In the I love bees saga, Axons were the Operator's way of communicating. She did this via audio clip files that had to be "unlocked" by "crew members" of the Apocalypso. These files, which together form an audio drama, can be listened to at the I Love Bees Axon Clips.
On August 10 2004 a new white-text-in-black-box message appeared on the site's links.html page, containing the enigmatic and inscrutable phrase "AXONS GO HOT" above the same countdown to August 24 that appeared on the site's main page. Beneath the black box, a two-column portrayed table containing 220 pairs of numbers that were eventually found out to be factual GPS coordinates to a given, known place. GPS coordinates for actual pay phones spread across the United States of America. The out-of-game (OOG) site payphone-directory.org gave players a list of public phones, many of which included the address. By using another OOG site the, geocode test site returned GPS coordinates that appear to coincide exactly with the coordinates that Melissa has been posting.
Melissa used the axons as venues for voice communications to her crew. Each list of axons was divided into groups, and each group had a name like "pqi", "troy", or "beer." Each axon in each group had a unique GPS coordinate, and a corresponding time between 06:07 and 18:06 (PDT). Initially each group was green in color. There was also a status bar next to the group name, indicating the number of axons that Melissa wanted to be connected.

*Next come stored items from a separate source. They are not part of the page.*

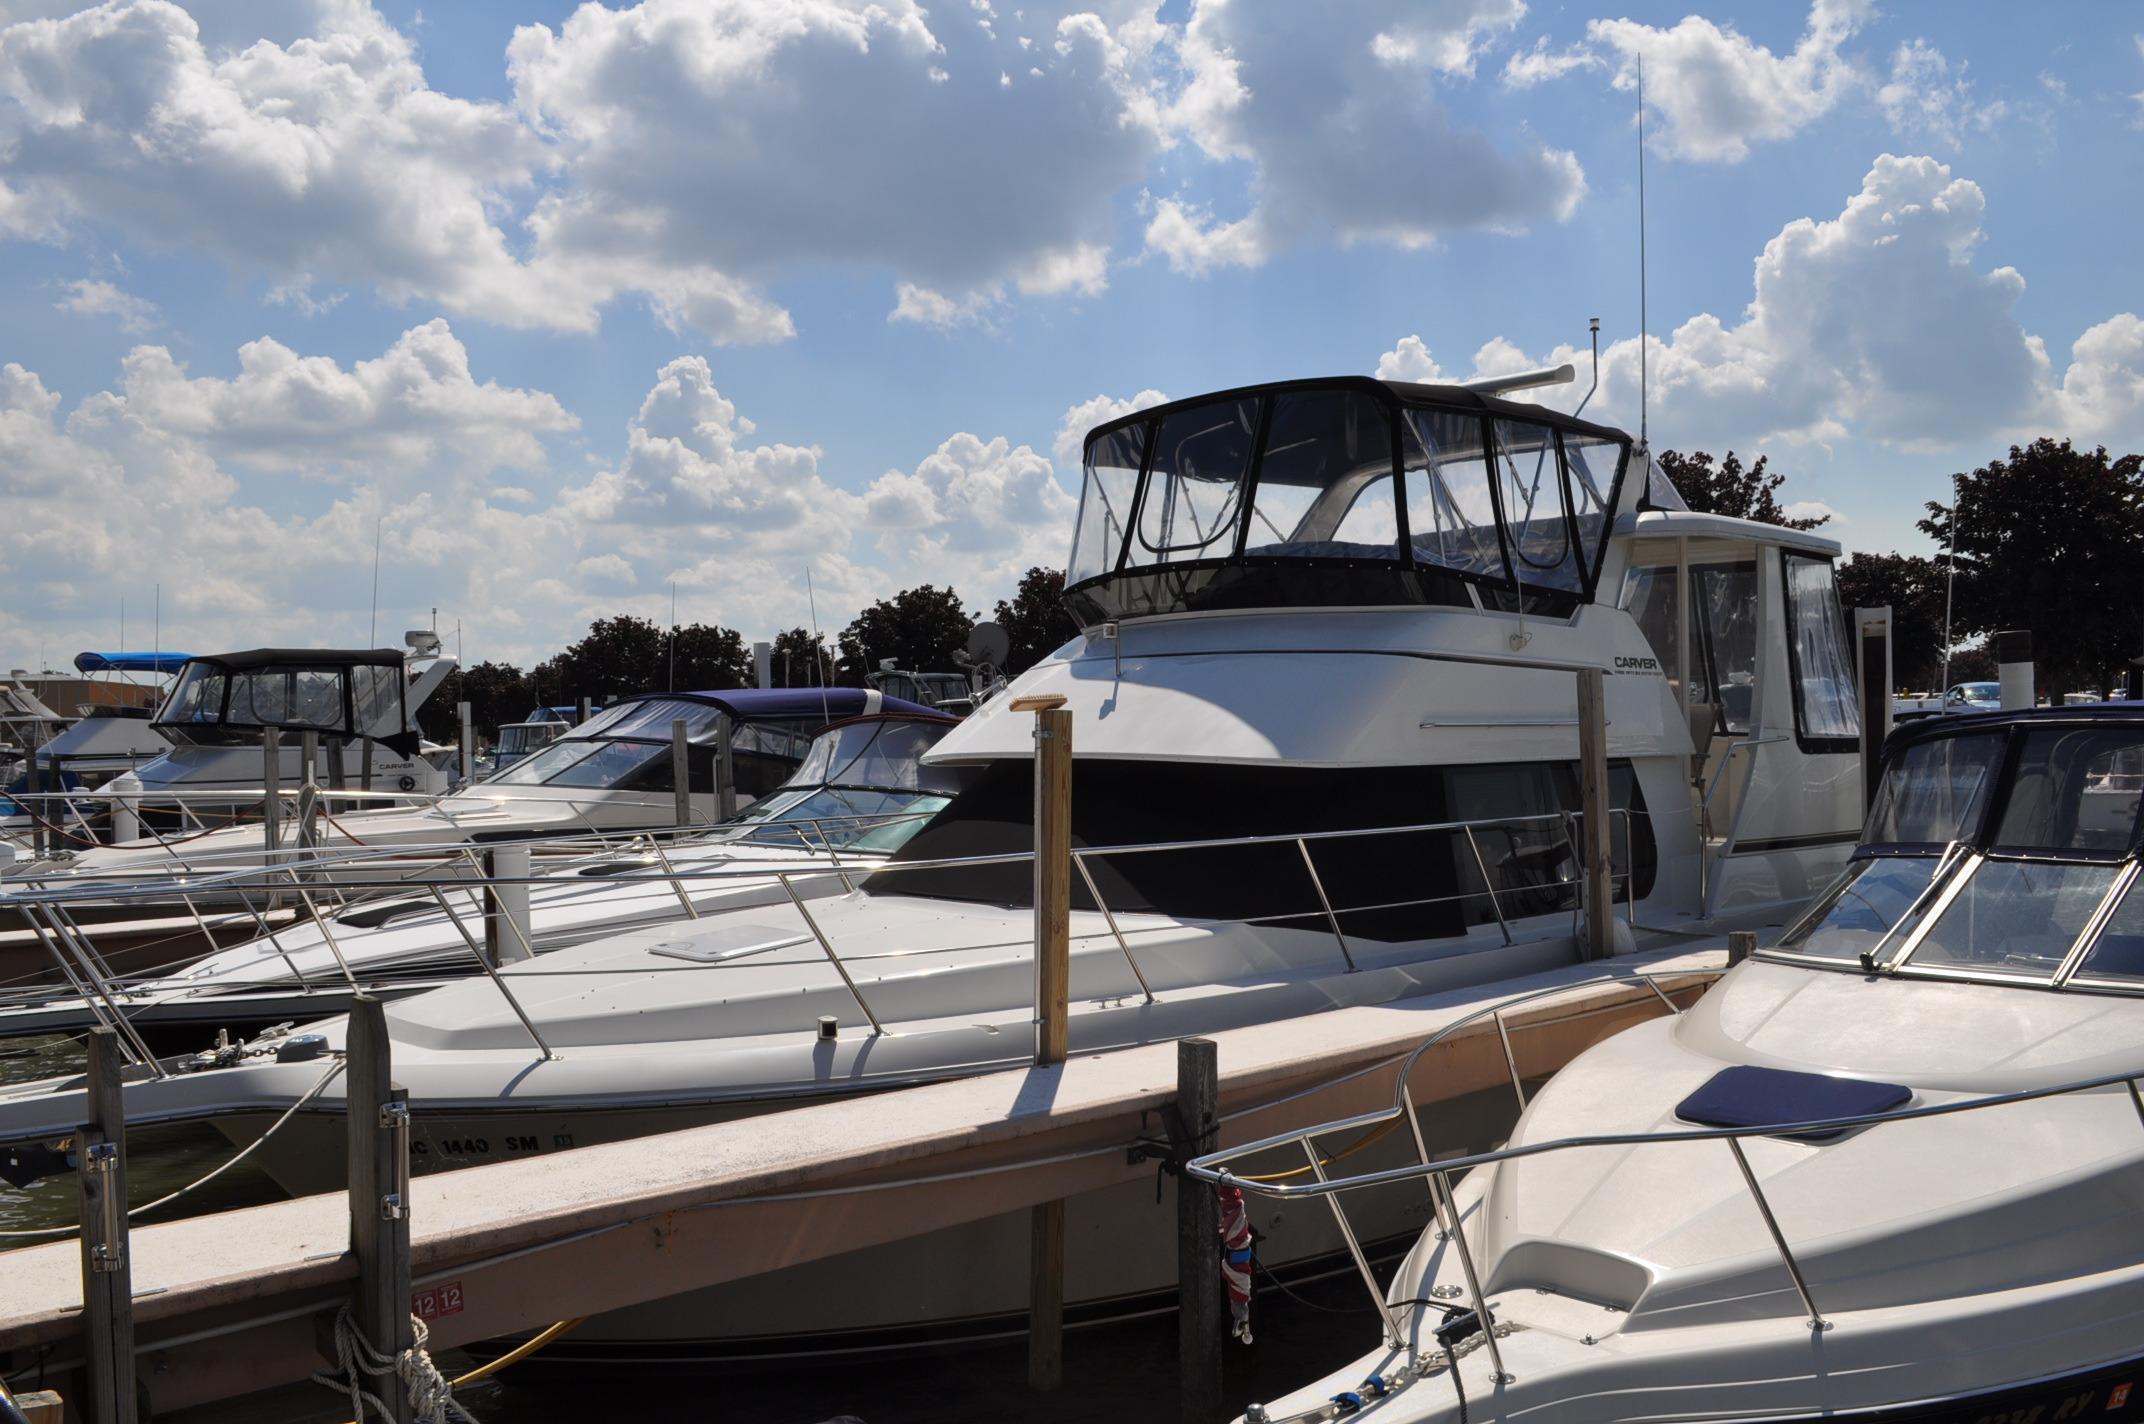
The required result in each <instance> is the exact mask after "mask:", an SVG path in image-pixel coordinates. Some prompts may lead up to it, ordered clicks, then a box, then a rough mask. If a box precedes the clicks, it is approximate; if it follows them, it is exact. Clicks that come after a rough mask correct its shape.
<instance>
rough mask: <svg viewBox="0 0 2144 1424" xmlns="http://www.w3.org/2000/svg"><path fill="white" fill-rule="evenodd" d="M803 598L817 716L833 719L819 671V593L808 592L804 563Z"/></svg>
mask: <svg viewBox="0 0 2144 1424" xmlns="http://www.w3.org/2000/svg"><path fill="white" fill-rule="evenodd" d="M804 598H806V600H808V603H810V667H813V673H815V676H817V678H819V716H823V718H825V721H834V714H832V712H830V710H828V706H825V703H828V697H825V673H821V671H819V594H815V592H810V564H804Z"/></svg>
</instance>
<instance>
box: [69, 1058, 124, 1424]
mask: <svg viewBox="0 0 2144 1424" xmlns="http://www.w3.org/2000/svg"><path fill="white" fill-rule="evenodd" d="M88 1047H90V1068H88V1089H90V1119H88V1122H86V1124H81V1130H79V1132H75V1149H77V1162H79V1169H77V1177H75V1180H77V1182H79V1184H81V1336H84V1358H86V1362H88V1364H86V1373H88V1381H86V1385H88V1388H86V1400H88V1413H86V1418H88V1420H92V1422H94V1424H135V1360H133V1263H131V1259H129V1250H126V1246H129V1240H126V1104H124V1098H122V1096H120V1064H122V1062H124V1059H122V1057H120V1042H118V1034H114V1032H111V1029H105V1027H99V1029H90V1044H88Z"/></svg>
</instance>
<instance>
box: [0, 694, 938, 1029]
mask: <svg viewBox="0 0 2144 1424" xmlns="http://www.w3.org/2000/svg"><path fill="white" fill-rule="evenodd" d="M952 725H954V718H952V716H941V714H935V712H877V714H870V716H855V718H847V721H838V723H832V725H830V727H825V729H823V731H821V733H819V736H817V738H815V740H813V744H810V751H806V753H804V761H802V763H798V768H795V772H791V776H789V781H785V783H783V785H778V787H774V789H772V791H768V793H765V796H761V798H757V800H755V802H753V804H750V806H748V809H746V811H744V813H742V815H740V817H738V819H733V821H725V824H720V826H716V828H712V830H705V832H695V834H690V836H675V834H671V832H665V834H660V836H658V834H647V836H643V839H637V841H622V843H615V845H605V847H596V849H590V851H583V854H581V856H575V858H570V860H566V862H564V864H555V866H549V869H545V871H542V873H540V875H536V877H534V879H532V881H530V884H527V911H525V922H523V920H517V922H515V924H512V926H508V929H491V931H489V937H487V905H485V896H482V892H478V890H476V888H467V886H461V888H457V886H452V884H448V886H433V888H427V890H420V892H414V894H397V896H386V899H371V901H362V903H356V905H349V907H345V909H339V911H330V914H326V916H324V918H319V920H300V922H294V924H283V926H270V933H266V935H262V937H259V939H251V941H247V944H238V946H232V948H225V950H217V952H212V954H206V956H197V959H189V963H184V965H180V967H176V969H172V971H167V974H154V976H129V978H122V980H114V982H107V984H105V987H103V993H94V995H88V997H84V995H79V993H73V991H71V987H66V984H60V987H54V984H32V987H26V989H15V991H6V989H0V1038H19V1036H32V1034H75V1032H81V1029H88V1027H94V1025H96V1023H99V1021H103V1019H105V1017H107V1014H124V1017H126V1021H129V1023H131V1025H133V1027H135V1029H137V1032H139V1034H142V1036H144V1038H148V1040H150V1042H152V1044H172V1047H174V1049H176V1047H184V1049H199V1047H204V1044H206V1042H208V1040H212V1038H214V1036H217V1032H225V1034H229V1036H232V1038H247V1036H251V1034H257V1032H259V1029H264V1027H270V1025H277V1023H289V1021H309V1019H322V1017H328V1014H339V1012H345V1010H347V1006H349V993H354V991H358V989H362V991H364V993H371V995H375V997H388V999H392V997H405V995H412V993H420V991H425V989H433V987H437V984H444V982H448V980H455V978H461V976H467V974H476V971H478V969H480V961H478V956H480V954H482V952H485V948H487V946H495V948H497V950H500V952H504V956H506V959H525V956H530V954H549V952H551V950H562V948H568V946H575V944H583V941H587V939H596V937H602V935H615V933H620V931H626V929H639V926H647V924H667V922H675V920H695V918H701V916H710V914H716V911H723V909H740V907H757V905H776V903H780V905H787V903H789V894H791V892H793V894H795V896H800V899H819V896H825V894H834V892H840V890H845V888H849V886H851V884H853V877H860V875H864V873H868V869H870V866H875V864H877V862H881V860H885V856H888V854H892V851H896V849H898V847H900V845H903V843H905V841H907V839H909V836H911V834H915V830H918V828H920V826H922V824H924V821H926V819H928V817H933V815H935V813H937V811H941V809H943V806H946V802H948V800H950V798H952V796H954V793H956V791H958V789H961V787H963V783H965V781H967V772H965V770H963V768H933V766H924V763H922V757H924V753H926V751H930V746H935V744H937V740H939V738H941V736H946V729H948V727H952ZM311 864H315V866H319V869H317V871H313V873H315V875H319V877H328V879H332V877H337V875H339V873H341V871H343V869H345V866H349V864H358V869H360V871H362V869H364V862H362V858H360V860H356V862H352V860H339V858H324V860H315V862H311ZM746 871H757V873H750V875H748V873H746ZM521 935H525V939H527V944H525V948H523V944H521ZM73 967H75V976H77V978H81V980H88V971H90V967H88V965H81V963H77V965H73Z"/></svg>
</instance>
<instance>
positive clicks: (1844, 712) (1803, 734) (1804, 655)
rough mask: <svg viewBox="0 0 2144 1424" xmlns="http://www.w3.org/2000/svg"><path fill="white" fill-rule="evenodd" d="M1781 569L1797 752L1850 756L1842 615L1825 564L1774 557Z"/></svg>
mask: <svg viewBox="0 0 2144 1424" xmlns="http://www.w3.org/2000/svg"><path fill="white" fill-rule="evenodd" d="M1780 558H1782V566H1784V570H1786V618H1788V626H1790V628H1792V637H1788V641H1786V654H1788V661H1790V665H1792V667H1790V671H1792V684H1795V736H1797V738H1799V742H1801V748H1803V751H1852V744H1859V740H1861V708H1859V701H1857V697H1855V665H1852V654H1850V652H1848V648H1850V643H1848V637H1846V613H1844V611H1842V609H1840V585H1837V581H1835V579H1833V577H1831V560H1822V558H1812V555H1805V553H1788V551H1784V549H1782V553H1780Z"/></svg>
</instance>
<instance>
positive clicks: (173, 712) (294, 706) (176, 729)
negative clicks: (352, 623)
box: [152, 648, 418, 757]
mask: <svg viewBox="0 0 2144 1424" xmlns="http://www.w3.org/2000/svg"><path fill="white" fill-rule="evenodd" d="M403 656H405V654H403V652H399V650H394V648H358V650H349V648H253V650H247V652H219V654H212V656H197V658H189V661H187V665H184V669H182V671H180V673H178V682H176V684H172V695H169V697H165V699H163V708H159V710H157V718H154V723H152V725H154V727H159V729H163V731H165V733H167V736H172V738H174V740H180V742H204V744H236V742H249V740H255V733H259V729H262V727H279V729H285V731H317V733H322V736H328V738H345V740H352V738H367V740H373V742H379V744H382V746H388V748H392V751H397V753H399V755H403V757H412V755H416V748H418V736H416V731H414V729H412V727H410V710H407V703H405V691H407V684H410V678H407V673H405V671H403Z"/></svg>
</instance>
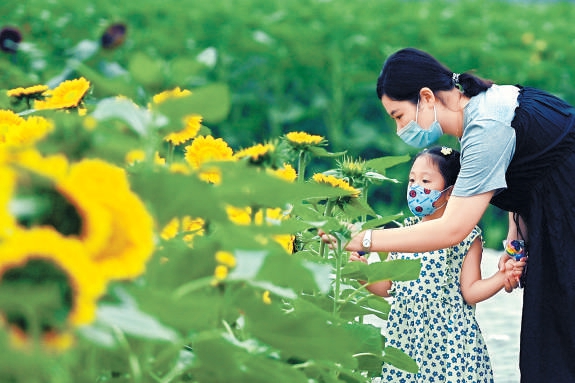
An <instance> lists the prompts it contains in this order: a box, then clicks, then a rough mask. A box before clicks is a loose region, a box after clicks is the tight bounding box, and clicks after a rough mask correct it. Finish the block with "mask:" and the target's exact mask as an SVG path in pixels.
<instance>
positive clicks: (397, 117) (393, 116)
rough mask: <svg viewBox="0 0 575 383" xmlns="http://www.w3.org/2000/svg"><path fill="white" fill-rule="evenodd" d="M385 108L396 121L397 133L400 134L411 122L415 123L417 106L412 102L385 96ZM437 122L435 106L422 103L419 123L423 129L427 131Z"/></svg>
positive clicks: (385, 109)
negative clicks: (395, 98)
mask: <svg viewBox="0 0 575 383" xmlns="http://www.w3.org/2000/svg"><path fill="white" fill-rule="evenodd" d="M381 103H382V105H383V108H384V109H385V111H386V112H387V114H389V116H390V117H391V118H392V119H393V120H394V121H395V125H396V132H399V131H400V130H401V129H402V128H403V127H405V125H407V124H408V123H409V122H410V121H412V120H413V121H415V119H416V112H417V104H414V103H412V102H411V101H397V100H392V99H391V98H389V97H388V96H386V95H384V96H383V97H382V98H381ZM433 121H435V110H434V106H433V104H430V103H425V102H420V103H419V113H417V121H416V122H417V123H418V124H419V126H421V127H422V128H423V129H427V128H429V127H430V126H431V124H432V123H433Z"/></svg>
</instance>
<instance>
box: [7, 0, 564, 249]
mask: <svg viewBox="0 0 575 383" xmlns="http://www.w3.org/2000/svg"><path fill="white" fill-rule="evenodd" d="M0 15H2V16H0V19H1V22H2V25H13V26H16V27H17V28H19V29H20V30H21V31H22V33H23V38H24V41H23V42H24V43H25V44H23V46H22V49H21V51H20V52H19V53H18V54H17V55H16V56H15V57H14V56H10V55H6V54H2V55H0V67H1V68H2V71H1V72H0V81H1V83H2V88H10V87H12V86H23V85H27V84H36V83H44V82H48V81H55V80H56V79H58V78H61V76H66V75H73V74H75V73H79V74H82V75H85V76H87V77H89V78H90V80H91V81H92V82H94V84H95V87H94V89H95V93H96V94H95V95H96V96H98V97H101V96H105V95H115V94H118V93H122V94H125V95H127V96H131V97H135V98H138V97H140V98H141V97H143V96H144V95H149V94H150V93H156V92H158V91H161V90H165V89H168V88H173V87H175V86H181V87H183V88H195V87H198V86H201V85H204V84H207V83H211V82H221V83H225V84H228V85H229V87H230V89H231V93H232V104H231V113H230V114H229V115H228V117H227V118H226V119H225V120H222V121H207V125H209V127H210V128H211V129H212V130H213V131H214V132H215V135H217V136H220V137H223V138H224V139H226V140H227V141H228V142H229V143H230V144H231V145H232V146H235V147H242V146H244V147H245V146H248V145H251V144H252V143H254V142H256V141H261V140H262V139H266V138H269V137H274V136H278V135H280V134H281V133H283V132H286V131H290V130H296V129H297V130H305V131H308V132H310V133H314V134H320V135H325V136H327V137H329V139H330V145H332V148H331V149H333V150H334V151H339V150H342V149H346V150H348V152H349V153H350V154H352V155H358V156H362V157H363V158H366V159H370V158H374V157H378V156H381V155H397V154H405V153H409V154H413V153H415V151H414V150H413V149H412V148H410V147H408V146H406V145H405V144H403V143H402V142H401V141H400V140H399V139H398V138H397V137H396V136H395V134H394V129H393V128H392V127H391V126H390V121H389V120H388V119H387V117H386V116H384V114H383V110H382V108H381V106H380V104H379V102H378V100H377V98H376V97H375V92H374V88H375V80H376V77H377V74H378V72H379V70H380V67H381V64H382V63H383V61H384V60H385V58H386V57H387V56H388V55H389V54H390V53H392V52H394V51H395V50H397V49H399V48H402V47H405V46H416V47H418V48H421V49H424V50H427V51H429V52H431V53H432V54H434V55H435V56H437V57H438V58H439V59H440V60H442V61H443V62H444V63H446V64H447V65H448V66H449V67H450V68H451V69H453V70H454V71H458V72H462V71H466V70H475V71H476V73H477V74H479V75H481V76H483V77H486V78H490V79H492V80H495V81H496V82H499V83H521V84H523V85H531V86H536V87H541V88H544V89H546V90H549V91H551V92H553V93H555V94H557V95H559V96H562V97H564V98H566V99H567V100H568V101H571V102H574V101H575V88H574V85H573V78H574V76H575V74H574V70H575V69H574V68H575V66H574V65H573V64H574V63H575V46H574V45H575V30H574V29H573V28H572V20H573V18H574V16H575V7H574V5H573V4H572V3H571V2H554V3H538V2H528V3H518V2H507V1H494V0H464V1H456V2H454V1H444V0H432V1H392V0H377V1H373V0H355V1H346V0H330V1H320V0H290V1H279V0H276V1H268V0H241V1H233V0H211V1H195V0H164V1H161V2H158V1H151V0H140V1H137V2H118V1H111V0H98V1H92V2H84V1H71V0H61V1H41V0H23V1H20V2H17V3H15V2H8V1H6V2H2V4H0ZM113 22H122V23H125V24H126V25H127V27H128V33H127V39H126V41H125V43H124V44H123V45H122V46H120V47H119V48H117V49H115V50H101V49H98V50H96V51H92V50H91V48H92V47H91V46H90V44H88V42H98V41H99V39H100V36H101V35H102V33H103V32H104V30H105V28H106V27H107V26H108V25H109V24H110V23H113ZM212 53H215V57H216V59H215V61H214V62H213V63H208V64H206V57H207V56H209V55H210V54H212ZM441 143H443V144H447V145H452V146H455V147H457V142H455V141H454V140H450V139H448V138H444V139H443V141H442V142H441ZM408 166H409V164H406V165H404V166H399V167H397V168H395V169H393V171H392V174H391V175H392V176H394V177H396V178H398V179H400V180H402V179H403V177H404V174H405V172H406V169H407V168H408ZM403 188H404V185H401V184H400V185H396V186H392V187H390V188H386V189H385V190H377V191H374V192H373V194H374V195H373V197H372V198H373V199H374V204H375V205H376V206H377V209H378V211H381V212H382V213H387V212H397V211H401V210H405V207H404V201H403V199H404V198H403V194H404V193H403ZM502 215H503V214H502V212H499V211H496V210H495V209H492V210H491V211H490V212H489V214H487V215H486V217H485V218H484V220H483V222H482V225H483V226H484V229H485V233H486V240H487V244H488V245H489V246H492V247H498V246H499V245H498V243H499V241H500V239H501V238H500V237H502V236H503V235H504V230H505V227H504V225H503V224H501V223H500V221H501V220H500V219H499V218H500V217H501V216H502Z"/></svg>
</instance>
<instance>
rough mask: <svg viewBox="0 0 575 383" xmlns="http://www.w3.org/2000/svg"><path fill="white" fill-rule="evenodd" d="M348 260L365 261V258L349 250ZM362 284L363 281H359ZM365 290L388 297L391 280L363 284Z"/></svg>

At a designated time, a pay phone rang at the address corresponding to the GPS coordinate. When a player picked up the phone, Melissa asked if they were there, and then complained that "damage to your hardware is making it difficult to maintain this voice." Her voice sounded very odd, like a combination of at least two separate female voices with the occasional exclamation of "I love bees!" thrown in for variety.
Next, Melissa said, "I have something important to tell you. But I'm not sure you're who I think you are." She then asked a question to verify the identity of the player. Listed below are the questions she was asking:
If the player got the answer wrong, Melissa told them that they were not meant to hear this, and instructed them to "purge the contents of your chatter." Then an endless, spooky repetition of "I love bees!" would play until the player hung up the phone.
Once Melissa verified that the caller was who she thought they were, she played an audio clip: a small section of the I Love Bees audio drama. The particular clip that played is the same for each axon in any given group. The group name always had something to do with the clip -- for example, someone says "much lifting" in the clip played for an axon in the group named "much_lifting."
After the audio clip played, Melissa asked whether she should "repeat or continue?" If the player said "repeat," the audio clip was repeated until the player was brought back to the same question to repeat or continue. If the player said "continue," Melissa stated that the communication equipment that they were using was not allowing her to continue, and the phone call ends with the same "I love bees!" repetition.
Each time Melissa made a successful connection, she updated her list of axons, marking it "CONNECTED" and "AXON HOT," and she also incremented the status bar. When enough axons were activated in a group -- that is, when the status bar for that group was full -- the group color changed to orange, and the name of the group became a link to the same audio clip, so everyone could hear it.
At the top of each page containing axons was a giant status bar, keeping track of the total number of connected axons and counting down to 777. When they reached that number, live conversations between Melissa and players were triggered.